I Need One Dance
14th April 2016. David Cameron was Prime Minister. Boris Johnson was Mayor of London. Roy Hodgson was England manager. Bernie Sanders was giving Hillary Clinton a run for her money in the US Presidential Primaries. Chris Evans was the presenter of Top Gear. Peggy Mitchell was the queen of the Queen Vic. Great Britain was part of the EU. And a Canadian singer called Drake reached the top of the charts with his single ‘One Dance.’
Fifteen weeks later, Drake is the only one who is still there.
If Drake remains at number one for one more week, he will have equalled the record for the longest ever Number One held by fellow Canadian Bryan Adams. Adams retained the top spot with (Everything I do) I do it for you for nearly four months in the summer of 1991, helped no doubt by the song featuring on the soundtrack for Kevin Costner’s swashbuckling romp Robin Hood Prince of Thieves.

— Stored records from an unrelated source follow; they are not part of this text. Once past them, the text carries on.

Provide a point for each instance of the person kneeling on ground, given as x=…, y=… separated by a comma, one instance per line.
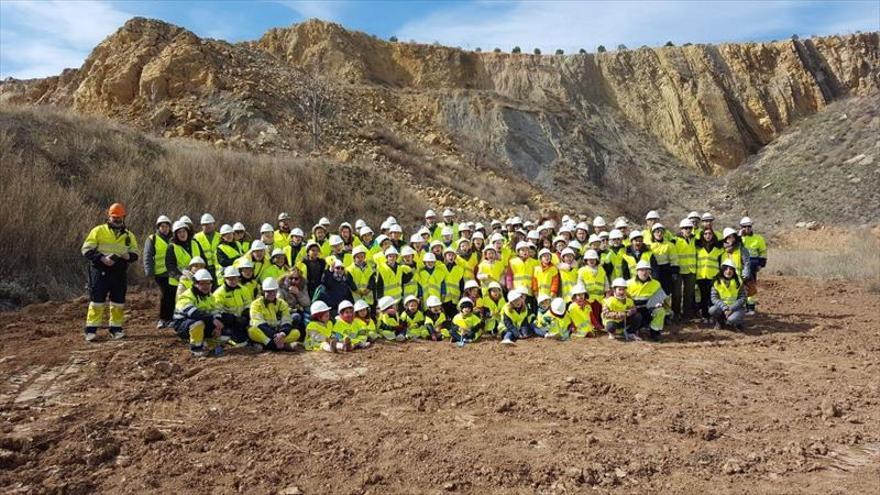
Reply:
x=319, y=332
x=271, y=326
x=620, y=314
x=195, y=311
x=648, y=296
x=728, y=298
x=466, y=326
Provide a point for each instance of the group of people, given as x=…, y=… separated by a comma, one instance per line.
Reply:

Drake has already beaten Whitney Houston’s I will always Love You (10 weeks) (which also featured in a film starring Kevin Costner), Rhianna’s Umbrella (10 weeks), Gnarls Barkley’s Crazy (9 weeks) and equalled Wet Wet Wet’s Love is all around (15 weeks).

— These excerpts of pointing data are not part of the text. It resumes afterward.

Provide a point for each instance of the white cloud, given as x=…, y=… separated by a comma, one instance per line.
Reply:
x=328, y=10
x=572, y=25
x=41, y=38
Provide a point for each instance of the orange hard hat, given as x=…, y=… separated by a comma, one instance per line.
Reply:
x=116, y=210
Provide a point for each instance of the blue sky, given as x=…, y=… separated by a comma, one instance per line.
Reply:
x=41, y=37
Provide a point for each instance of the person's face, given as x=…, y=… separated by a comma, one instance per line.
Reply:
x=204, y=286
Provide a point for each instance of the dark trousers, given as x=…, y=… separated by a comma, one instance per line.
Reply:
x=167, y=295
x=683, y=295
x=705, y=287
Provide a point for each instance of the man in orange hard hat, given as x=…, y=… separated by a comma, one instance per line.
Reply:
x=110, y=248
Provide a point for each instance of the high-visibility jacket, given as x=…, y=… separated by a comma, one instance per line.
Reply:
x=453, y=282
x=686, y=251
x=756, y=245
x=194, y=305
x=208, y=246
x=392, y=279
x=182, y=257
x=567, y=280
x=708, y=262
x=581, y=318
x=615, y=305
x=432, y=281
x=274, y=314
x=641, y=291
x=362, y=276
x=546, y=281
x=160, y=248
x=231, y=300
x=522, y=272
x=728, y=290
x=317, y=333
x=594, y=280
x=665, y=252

What is the appeal of this song? Drake has had a string of hits, but none has caused quite such a storm as this. Musically, it is quite strange, a stitching-together of clipped female vocals, Bhangra samples and Drake’s smooth come-on to his girl, held together by a rim-shot dominated drum beat. There’s no rousing chorus, no soaring melody, no classic verse/chorus/middle 8 formula that served Bryan Adams and Whitney Houston so well. Lyrically it’s not particularly moving or uplifting – it neither invokes tears nor inspires joy. There is no video to watch. But perhaps therein lies its appeal: neither divisive nor controversial, it simply is a good song. It doesn’t stick obtrusively in your mind, spinning round and round annoyingly throughout the day, more, it gently sits there like a good friend. There’s nothing particularly to love, but neither is there anything to hate – these other songs tend to split audiences. I remember singing “I wish you would keep your mouth shut!” above Whitney’s warbling “I wish you love.” Even Marty Pello grew sick of his own song and withdrew the record before it became too permanent a fixture at the top of the chart.

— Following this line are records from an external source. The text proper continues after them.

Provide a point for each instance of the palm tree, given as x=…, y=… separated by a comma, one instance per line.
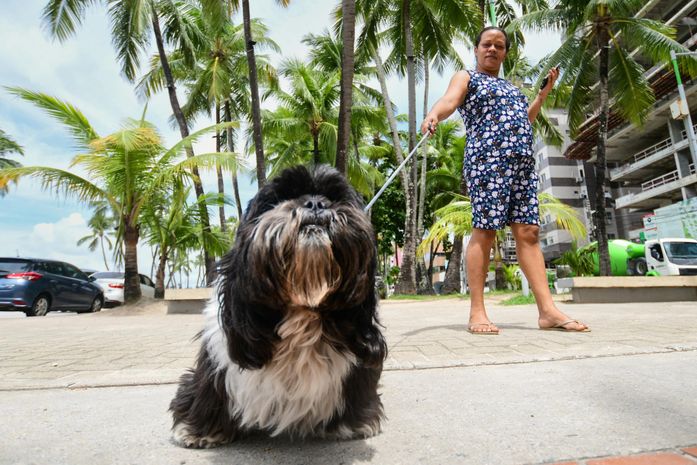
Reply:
x=219, y=79
x=222, y=9
x=309, y=108
x=348, y=34
x=456, y=218
x=8, y=146
x=132, y=22
x=102, y=227
x=605, y=41
x=174, y=227
x=435, y=25
x=126, y=169
x=445, y=178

With all the turmoil going on in the world, all the political upheaval, the uncertainty in the financial markets, perhaps we just want stability, something comforting, that doesn’t cause controversy one way or another, just a good, classy song that makes you smile each time you hear it because it’s solid and stable and, while politicians quit and establishments fall around our ears, isn’t going anywhere.